Ok so it’s a cheesy throw back to our grade school days when we threw “in bed” after everything we said. Ok maybe we might have continued to say it through high school as well….
But seriously. People. I am still on bed rest. I am mentally getting anxious from being in bed.
I have gone through and reminded myself of everything I want to do for organizational projects in my room. I have made lists on lists. Lists of lists. I mean I literally just stare at my room!!
I cannot do much still. Albeit I am feeling better!
How can I tell? Oh the doctor appointment today I realized I talked to anyone and everyone! I couldn’t stop!!!
After a week of silence because of the effort to talk, out it comes.
I’m also feeling abandoned and isolated.
My “friends” at work–NONE have reached out to check on me. Not a soul.
I’m devastated. I guess they are all fair weather friends.
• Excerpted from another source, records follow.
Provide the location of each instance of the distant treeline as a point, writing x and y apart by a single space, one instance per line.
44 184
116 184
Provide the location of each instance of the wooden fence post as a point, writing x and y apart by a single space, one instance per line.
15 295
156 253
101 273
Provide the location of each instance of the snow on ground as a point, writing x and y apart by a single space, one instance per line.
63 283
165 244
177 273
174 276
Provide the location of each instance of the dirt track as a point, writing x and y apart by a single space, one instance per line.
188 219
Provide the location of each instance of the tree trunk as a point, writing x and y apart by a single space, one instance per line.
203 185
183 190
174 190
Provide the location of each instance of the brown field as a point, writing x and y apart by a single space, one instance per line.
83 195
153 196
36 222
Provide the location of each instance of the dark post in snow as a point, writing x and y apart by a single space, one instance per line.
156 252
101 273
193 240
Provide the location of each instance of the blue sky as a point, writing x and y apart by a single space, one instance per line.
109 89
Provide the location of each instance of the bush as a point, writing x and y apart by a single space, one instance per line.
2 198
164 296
Don’t mind me. Not breathing. Scared shitless. On mandated bedrest. Can’t even talk or walk.
It’s real not even melodramatic!!
Anyways. My mind just dwells between the anxiety, OCD behaviors, and the bed rest.
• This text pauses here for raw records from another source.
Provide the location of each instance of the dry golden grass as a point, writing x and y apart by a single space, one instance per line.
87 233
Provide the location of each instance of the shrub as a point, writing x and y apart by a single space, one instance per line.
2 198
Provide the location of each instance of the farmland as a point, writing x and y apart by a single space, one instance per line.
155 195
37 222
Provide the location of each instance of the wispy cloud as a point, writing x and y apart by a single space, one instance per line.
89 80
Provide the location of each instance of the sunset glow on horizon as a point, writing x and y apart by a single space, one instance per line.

Today I was really focused on the fact that it is a new month and I need to keep up with my New Year’s Resolution of do one thing each month off of Pinterest. I was not sure what it would be.
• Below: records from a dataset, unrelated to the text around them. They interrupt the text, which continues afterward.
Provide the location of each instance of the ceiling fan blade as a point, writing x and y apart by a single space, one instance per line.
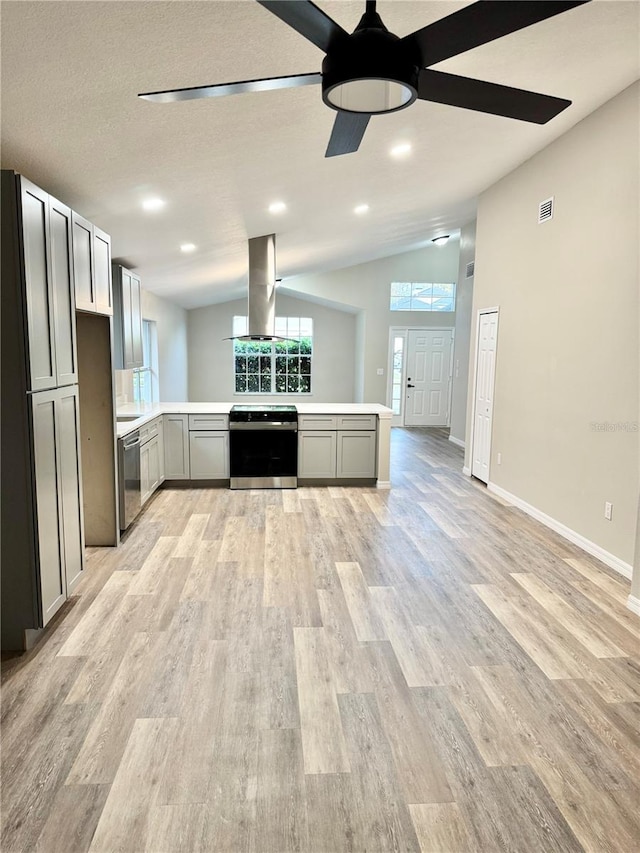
347 133
307 19
289 82
488 97
480 23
I have some small projects that are organizational that I just needed to complete set up and ready to go. But I dug through my boards to find inspiration.
Yesterday I did a fabulous job of lying in bed sorting through my hair accessories and thinning them out. Today I wanted to do something meaningful as that from bed. Those tasks are becoming fewer.
I decided to finally finish up one of my organization tasks from months ago because it’s easy just time consuming.
And I found it on Pinterest. TWO FOR ONE!!
I have kept meaningful cards that elicit positive memories or have positive messages to me. It’s like a mindfulness/DBT thing. Positive energy-positive vibes-positive life.
I separated the cards into two piles: one that fit into my small three ring binder [large cards] and the ones to go on two binder rings .
Within each group, I organized them by date with most recent on top. Then I used my single hole punch to hole punch my cards.
Super simple. Super cute. All cleaned up and all in one place now. And my OCD behaviors just had a field day!! It felt orgasmic!
All in all it took half an hour. With my lining up to get it perfect and everything it was an awesome half hour spent.
All in bed!!
Pinterest goal for March: complete.
Resting as doctor ordered: check.
Getting organized: oh yes.
Definitely feeling accomplished!! And more so because I’m capable of doing it all from bed!